Провинциальное прованское преступление

22
18
20
22
24
26
28
30

— А почему паскудник? Он ее обижал? — Спросить, изменял ли ей муж, у меня язык не повернулся. Какие измены могут быть у мужчины, который, судя по фото, еле на ногах стоял? И, пожалуй, он точно не бил Ольгу.

— Обижал? Это, смотря, что под этим словом понимать. Руку он, конечно, на Ольгу не поднимал и работой не загружал. Но сам факт, зачем ему было жениться на молодой женщине? Сиделка ему была нужна! Вот и выбрал бы кого-нибудь постарше.

«Вас, к примеру», — мысленно подсказала я, но вслух осторожно спросила:

— Но ведь ваша дочь, когда выходила замуж, понимала на что идет?

— Конечно! И вышла, потому что никто другой не брал, — зло усмехнулась Ирина Аркадьевна.

— Странно. Такая интересная женщина. У нее должно было быть много поклонников, — недоуменно протянула я. Ольга действительно была привлекательной. — На вас похожа, — сделала я комплемент матери покойной.

— Ничего общего! Ольга — приемная дочь. У моего мужа не могло быть детей, вот он меня и уговорил взять девочку из детдома. Хорошо, что одну.

— Боже! Даже одного ребенка забрать из детдома — это так благородно!

— Глупо! Берешь кота в мешке. Кто мать? Кто отец? Ничего ведь о них неизвестно. А потому и неизвестно, что из приемного ребенка получится.

— А как же воспитание? Любовь? Забота? Дети — пластилин. Что захочешь, то с них и вылепишь.

— Чушь! Еще раз чушь! Волка как не корми, а он все равно в лес смотрит. Ольга с детства была непослушной, своенравной. Часто из дома сбегала. Не нравилось ей у нас. Казалось бы, все у нее было: и игрушки, и платья там разные. Муж часто в командировки уезжал и всегда ей что-нибудь привозил.

По той интонации, с которой Ирина Аркадьевна рассказывала о дочери, можно было понять, что Ольге мало досталось материнской любви. Наверное, потому она и сбегала из дома.

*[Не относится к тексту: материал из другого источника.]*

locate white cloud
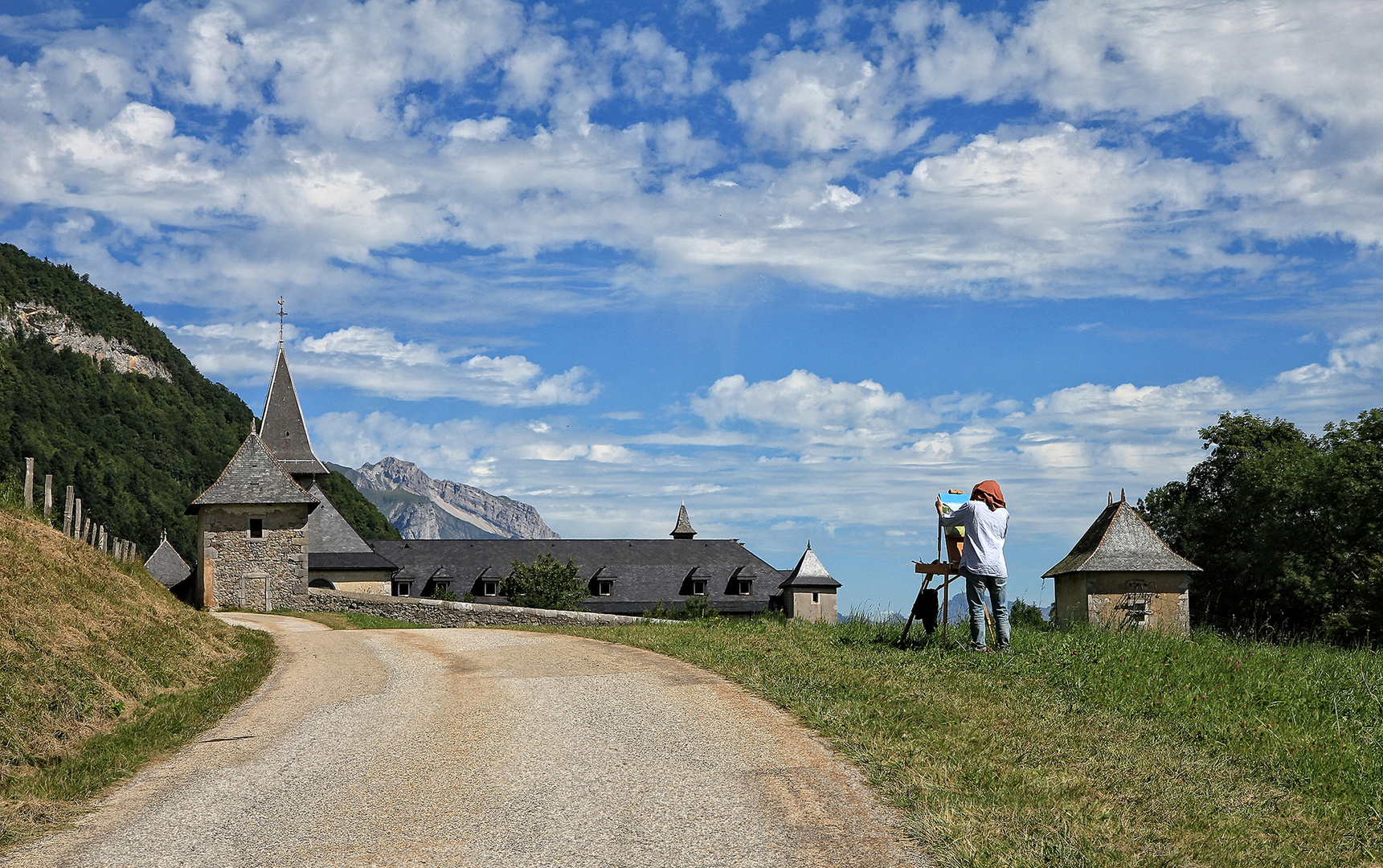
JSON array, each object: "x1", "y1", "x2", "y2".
[
  {"x1": 162, "y1": 322, "x2": 600, "y2": 407},
  {"x1": 0, "y1": 0, "x2": 1383, "y2": 319},
  {"x1": 726, "y1": 48, "x2": 925, "y2": 152},
  {"x1": 692, "y1": 371, "x2": 930, "y2": 442}
]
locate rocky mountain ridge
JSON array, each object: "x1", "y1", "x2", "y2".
[
  {"x1": 0, "y1": 301, "x2": 173, "y2": 383},
  {"x1": 329, "y1": 457, "x2": 560, "y2": 539}
]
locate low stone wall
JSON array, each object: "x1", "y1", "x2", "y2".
[{"x1": 295, "y1": 588, "x2": 677, "y2": 628}]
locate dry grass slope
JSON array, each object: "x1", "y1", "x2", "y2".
[{"x1": 0, "y1": 509, "x2": 272, "y2": 845}]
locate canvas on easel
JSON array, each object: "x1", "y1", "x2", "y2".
[{"x1": 936, "y1": 488, "x2": 969, "y2": 564}]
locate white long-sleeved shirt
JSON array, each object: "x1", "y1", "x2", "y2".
[{"x1": 942, "y1": 501, "x2": 1009, "y2": 578}]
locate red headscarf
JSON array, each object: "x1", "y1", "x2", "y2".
[{"x1": 969, "y1": 480, "x2": 1004, "y2": 511}]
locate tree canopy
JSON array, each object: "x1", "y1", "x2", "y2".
[
  {"x1": 499, "y1": 555, "x2": 591, "y2": 609},
  {"x1": 1138, "y1": 409, "x2": 1383, "y2": 641}
]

— Правда, все изменилось, когда надо было определяться в жизни: или поступать в институт, или в дворники идти. Боялась, что может без образования остаться. Тогда бы ей одна дорога была в кондукторы или в асфальтоукладчицы. Да и с квартирой ей ничего не светило. Мы ее удочерили, значит, ей, как сироте, жилплощадь от государства не положена. Куда бы она ушла? Вот она быстро и смекнула, что лучше быть паинькой, чем в общежитие идти. Да и общежитие — не выход. Жить на какие деньги? Одежду покупать? Мой муж тогда радовался, как же, повзрослела дочка, посерьезнела. Но я-то видела, что она притворяется, таится.

— Н-да, трудно полюбить чужого ребенка, — не сдержалась я. — Но так бывает. Нельзя за это судить.

— Кого?! Меня? — возмутилась Ирина Аркадьевна.

— Что вы! Верю, что вы сделали все, чтобы Ольге было у вас хорошо. И думаю, ваши труды не пропали даром. Смотрите, вышла замуж и забрала вас сюда, во Францию, не бросила.

— Разумеется. Пришло время долги отдавать. Муж мой умер и очень давно. Ольга была на предпоследнем курсе института. Трудно мне тогда пришлось. Я ведь не работала долгое время. Пенсия у меня маленькая, а я нуждаюсь в лечении. Мне каждый год нужно в санаторий ездить. На какие деньги? Довелось даже продать четырехкомнатную квартиру и перебраться в двухкомнатную.

Я заметила, что Ирина Аркадьевна говорила исключительно о себе, а если речь заходила о дочери, то вспоминала ее с пренебрежением.

— А Ольга?

— А что Ольга? Я ее сразу поставила в известность: папа умер, кормить нас некому, зарабатывай, а еще долги отдавай.